Kayyûm : Kudretin kaynağı.
Kebîr : Tüm büyüklük ölçülerinin kavrayamayacağı şekilde büyük olan.
Kerîm : Lütfu hep işleyen, cömert.
Kuddûs : Tüm kutsallıkların kutsadığı, tüm varlığın tespih edip yücelttiği.
Latîf : Gözle görülmeyen.
Mâlik : Sahip olan.
Mecîd : Cömertlik ve ululuğun kaynağı.
Melik : Güç, saltanat ve yönetimin en yüce sahibi.
Melîk : Güç ve saltanatı dilediği şekilde dağıtan.
Metîn : Her hal ve tavır karşısında sebat ve dayanıklılığını koruyan. Güçlü, zorlu.
Mevlâ : Koruyup gözeten, destek veren. Sevdiklerinin her hal ve şartta yanında bulunan.
Mucîb : En iyi şekilde, en kısa zamanda cevap veren.
Muhît : Her şeyi çepeçevre kuşatan.
Muhyî : Yaratan, hayat veren. Ölüleri dirilten.
Mukît : Yarattıklarının gıda sistemlerini, beslenme tarzlarını belirleyen ve her birinin gıda edinmesini sağlayan.
Muktedir : Her şeye gücü yeten, kudretli.
Musavvir : Şekil, renk ve desen veren. Görünüş kazandıran, görünüşü ahenkli kılan.
Müheymin : Hükmü altında tutan. Kâinatın bütün işlerini gözetip yöneten.
Mümin : Güven veren, vaadine güvenilen.
Müsteân : Darda ve zorda kalanın başvurduğu yardım dilediği kudret. Kendisinden yardım ve destek istenen.
Müteâl : Aşkın, yüce. İzzet, şeref ve hükümdarlık bakımından en yüce olan.
Mütekebbir : Ululuk ve yüceliğin kaynağı olan. Kibre ve böbürlenmeye sapanları hizaya getiren.
Nasîr : Yardım eden.
Nûr : Işık. Işığın, aydınlığın, yol gösterişin, erdirişin kaynağı ve yöneticisi olan.
Rab : Besleyip, terbiye edip eğiten.
Rahîm : Rahmet ve merhameti sınırsız olan. Bağışlayan, esirgeyen.
Rahman : Rahmeti sonsuz olan. Bağışlayan, esirgeyen.
Rakîb : Kontrol eden, gözleyip gözetleyen.
Raûf : Acıma, şefkat ve esirgemesi sınırsız olan.
Refî : Yücelten, izzet ve şeref veren.
Rezzâk : Yarattığı tüm varlıkların rızklarını fazlasıyla veren.
Samed : Tüm ihtiyaçların, niyetlerin, övgülerin, yakarışların yöneldiği eşsiz kudret.

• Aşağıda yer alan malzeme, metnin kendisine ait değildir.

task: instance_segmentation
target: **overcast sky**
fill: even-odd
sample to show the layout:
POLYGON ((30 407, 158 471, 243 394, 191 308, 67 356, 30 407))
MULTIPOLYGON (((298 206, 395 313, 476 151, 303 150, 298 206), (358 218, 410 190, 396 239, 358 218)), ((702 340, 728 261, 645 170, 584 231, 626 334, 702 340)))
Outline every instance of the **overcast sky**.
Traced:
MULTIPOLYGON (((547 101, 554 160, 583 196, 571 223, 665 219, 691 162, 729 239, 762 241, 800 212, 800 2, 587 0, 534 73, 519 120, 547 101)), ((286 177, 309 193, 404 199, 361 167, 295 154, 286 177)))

Selâm : Esenlik, barış ve mutluluğun kaynağı.
Semî : En iyi şekilde işiten, duyan. Her şeyi işitip duyan.
Şâkir : Şükredenleri duyup ödüllendiren.
Şehîd : En yüce tanık. Her şeyi görüp gözetleyen.
Şekur : Bütün şükürlerin yöneldiği kudret. Az iyiliğe çok mükâfat veren.
Tevvâb : Tövbeleri çok kabul eden. Tövbe nasip eden. Kendisine yönelenlerin bu yönelişlerini karşılıksız bırakmayan.
Vahhâb : Bağışı sınırsız olan. Sürekli ve sınırsız bir biçimde bağışta bulunan.
Vâhid : Sıfatlarında, özelliklerinde tek ve biricik olan.
Vâris : Bütün mülk ve saltanatların sonunda kendine teslim edildiği kudret. Dilediğini dilediğine mirasçı kılan.
Vâsî : Varlığı sürekli genişleten. Yaratışı ve yarattıklarını dilediği şekilde artırıp genişleten.
Vedûd : Sevginin kaynağı olan. Seven. Sevdiren. Tüm sevgilerin en son ve en yüce gayesi olan.
Vekîl : Gücü ve yönetimi kullanan. Güvenilip dayanılan.
Velî : Dost, yardımcı. Destek veren.
Zâhir : Her şeyde tecelli eden. Tüm yarattıklarında, kendisinden görülebilir izler, işaretler bulunan.